Friday, December 21, 2007

Kyoto I

Kyoto is a city with so many temples that at this time of year the whole city smells like a mix of wood fires and incense. It feels like a truly timeless city. I'm amazed by how everything in Japan seems to escape the plastic stamp of tourism-- the only junkie souvenirs are trinkets to protect wearers against traffic incidents and bad grades, and all barriers between people and the exhibits they look at are natural and blend in with the surroundings. This is particularly true in Kyoto, where most sites are shrines that are still actively in use. The streets are full of young women in Kyoto, and they aren't there for tourists to photograph. Some are contemporary geisha, others are maiko (geisha in training), but most are Japanese college students putting on their kimonos for a trip to the old capital.

I regretfully slept through most of the shinkansen (bullet train) to Kyoto, but Rachel woke me up at one point to point out Mount Fuji. We were very close to the base (although apparently there's a special magnifying effect at the time of year that makes it appear closer than it is), and it loomed crisp and snow-covered above the surrounding villages. I'm still not used to the sight of volcanic mountains as opposed to the ones formed by plates colliding-- it's strange to see a mountain standing all by itself, scraping the clouds, without being surrounded by other mountains.

After putting our bags in a locker in the train station, Rachel and I walked through the Gion district of old Kyoto.

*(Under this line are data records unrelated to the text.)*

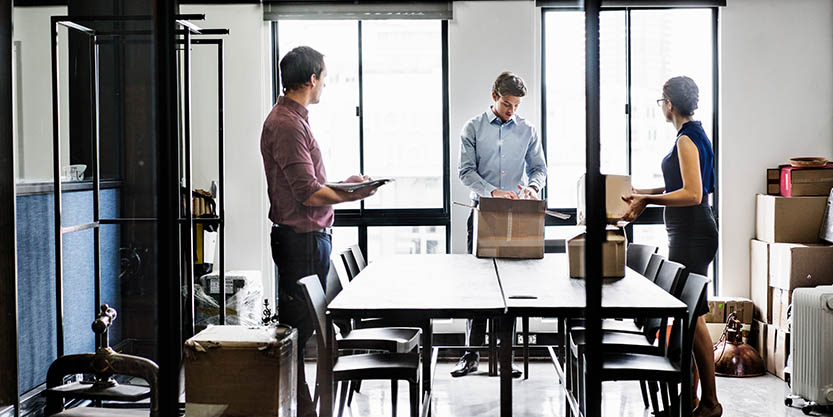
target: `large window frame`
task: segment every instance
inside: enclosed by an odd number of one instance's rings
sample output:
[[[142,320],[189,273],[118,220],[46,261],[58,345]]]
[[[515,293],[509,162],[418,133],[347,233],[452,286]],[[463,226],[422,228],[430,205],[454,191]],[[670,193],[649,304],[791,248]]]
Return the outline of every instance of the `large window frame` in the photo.
[[[625,106],[625,112],[627,114],[627,133],[625,137],[625,141],[627,142],[628,151],[627,151],[627,167],[628,167],[628,174],[632,174],[632,112],[631,109],[633,108],[631,102],[631,12],[634,10],[641,11],[641,10],[671,10],[671,9],[678,9],[675,7],[606,7],[603,11],[624,11],[625,12],[625,77],[626,77],[626,97],[627,102]],[[712,148],[714,151],[714,158],[715,161],[720,161],[719,156],[719,41],[718,41],[718,18],[719,18],[719,11],[718,7],[698,7],[698,9],[709,9],[711,10],[711,43],[712,43],[712,108],[714,109],[712,113],[712,126],[713,131],[711,132],[711,139],[712,139]],[[541,144],[544,148],[544,154],[547,152],[547,83],[546,83],[546,65],[547,65],[547,37],[546,37],[546,15],[548,13],[558,13],[564,11],[582,11],[581,8],[571,8],[571,7],[543,7],[541,9]],[[715,178],[715,189],[714,193],[712,194],[711,200],[711,207],[712,211],[715,216],[715,220],[719,219],[719,198],[720,198],[720,188],[719,188],[719,163],[715,163],[714,166],[714,178]],[[548,182],[549,183],[549,182]],[[546,200],[548,192],[548,186],[543,190],[543,198]],[[551,207],[554,210],[558,210],[563,213],[571,214],[572,216],[576,215],[576,208],[575,207]],[[551,216],[547,216],[546,226],[575,226],[575,217],[571,217],[567,220],[557,219]],[[634,225],[661,225],[665,224],[665,220],[663,218],[663,208],[659,206],[649,206],[645,209],[645,212],[636,219],[633,223],[630,223],[626,229],[626,235],[628,237],[628,241],[633,241],[633,226]],[[718,222],[719,224],[719,222]],[[717,289],[719,288],[719,275],[718,275],[718,255],[715,255],[714,262],[712,264],[712,276],[714,281],[712,282],[712,290],[717,294]]]
[[[364,141],[364,87],[363,87],[363,57],[362,57],[362,20],[358,20],[358,62],[359,62],[359,168],[364,172],[365,141]],[[445,253],[451,250],[451,182],[449,155],[449,98],[448,98],[448,21],[440,20],[441,24],[441,57],[442,57],[442,208],[366,208],[364,201],[358,209],[339,209],[336,206],[334,227],[356,227],[359,235],[359,247],[365,257],[367,250],[368,227],[377,226],[442,226],[445,227]],[[280,94],[280,51],[278,50],[278,25],[273,21],[272,30],[272,104],[274,105]],[[440,144],[438,144],[439,146]],[[368,259],[369,260],[369,259]]]

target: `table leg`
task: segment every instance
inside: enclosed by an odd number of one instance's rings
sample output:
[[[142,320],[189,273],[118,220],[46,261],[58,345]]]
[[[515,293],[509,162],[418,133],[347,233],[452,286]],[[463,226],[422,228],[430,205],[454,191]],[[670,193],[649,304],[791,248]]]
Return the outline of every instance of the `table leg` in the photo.
[[[688,329],[688,314],[678,317],[682,322],[682,329]],[[680,394],[682,401],[680,401],[680,415],[682,417],[691,416],[691,337],[689,331],[683,331],[683,350],[680,355],[680,369],[682,370],[682,384],[680,384]]]
[[[422,396],[421,398],[425,397],[425,393],[429,393],[431,395],[431,354],[434,351],[434,328],[431,323],[431,319],[427,319],[422,323]],[[428,401],[428,413],[425,415],[431,415],[431,401]]]
[[[327,328],[333,328],[333,319],[327,314]],[[329,333],[329,332],[328,332]],[[329,337],[330,335],[325,335],[325,337]],[[318,390],[321,393],[319,398],[319,402],[321,407],[319,408],[321,417],[332,417],[333,416],[333,401],[335,400],[333,397],[333,345],[332,341],[334,339],[330,338],[331,344],[330,348],[326,352],[320,352],[319,354],[319,361],[323,361],[324,363],[321,365],[324,367],[325,371],[322,372],[320,375],[323,379],[318,384]]]
[[[501,317],[500,329],[500,415],[512,416],[512,324],[515,317]]]

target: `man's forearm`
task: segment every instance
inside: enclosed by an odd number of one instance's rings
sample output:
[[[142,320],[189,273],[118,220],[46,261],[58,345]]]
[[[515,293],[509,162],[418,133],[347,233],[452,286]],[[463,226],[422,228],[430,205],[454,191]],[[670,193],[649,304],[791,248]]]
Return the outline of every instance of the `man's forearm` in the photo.
[[[318,191],[313,193],[309,196],[309,198],[307,198],[306,201],[304,201],[304,205],[309,207],[331,206],[333,204],[356,200],[356,197],[358,196],[353,193],[336,191],[326,185],[322,185]]]

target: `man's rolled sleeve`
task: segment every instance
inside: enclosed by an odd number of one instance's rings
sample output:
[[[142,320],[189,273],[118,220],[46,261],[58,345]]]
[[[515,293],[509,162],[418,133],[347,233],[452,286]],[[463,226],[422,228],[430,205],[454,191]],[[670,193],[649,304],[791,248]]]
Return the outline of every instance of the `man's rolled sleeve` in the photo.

Gion developed in order to meet the needs of visitors to the Yasaka shrine, which was built in the the century, and historically has been the entertainment district.

It consisted of a series of winding, narrow, hilly streets full of visitors and merchants. Although some merchants sold novelty t-shirts with Japanese characters, others sold fans, kimono, kitchen sets, and I could imagine similar storefronts back in medieval times when Gion first developed. Several vendors sold sweet bean paste sweets wrapped in green tea-flavored mochi dough. Sweet bean paste is better than chocolate, and I've missed it since being home. In my excitement, I mistook a carefully sliced wax copy for a sample. Luckily I didn't damage it too much when I bit into it. Still an embarrassment to myself.

We then rode a series of old-fashioned trains outside of the city to see the Golden Temple. I apologize for the constant comparisions, but from time to time, I'm surprised by how much parts of Japan look like Arusha. I think it's just the low-lying buildings, a contrast in up-keep but probably built during the same post-war period set against the mountains and the occasional smell of wood smoke. If I knew more about plants, I might say the plants were similar too. Of course, there are major differences. I felt much less safe in Arusha than in Dar es Salaam, whereas Rachel and I didn't hesitate to walk two miles to the Golden Temple at dusk.

My Japanese friends have told me that the best time to view the Golden Temple is at dawn, but given the fact Japan is in sort of an artificial time zone, I expect that would mean waking up painfully early and probably before the trains were even running. We arrived at the Golden Temple just as the sun was setting over it, and the rays lit up the gold, brightening the temple's reflection in the surrounding pond. The pavilion was built as as a shogun villa in the 13th century and was later converted into a temple. In general, I think gold structures are usually a bad idea (see: gold palm trees in Dubai airport), but given the pavilion's well-forested setting, its gold leaf exterior was striking and entirely avoided Dubai-airportitis.

After that, we headed to a ryokan outside of the city for the night. We ordered sake to go with our dinner and the host asked Rachel if we'd prefer one "go" or two "gos." Rachel assumed a "go" was a drink and ordered two. We should have known this was a problem when the host looked shocked. For future reference: a "go" is one of the metal tea kettle containers sake comes in and one "go" is just fine for two or three people, post honors exam celebrations aside.

Kyoto adventures will continue tomorrow, along with other stuff. Have a very happy New Year!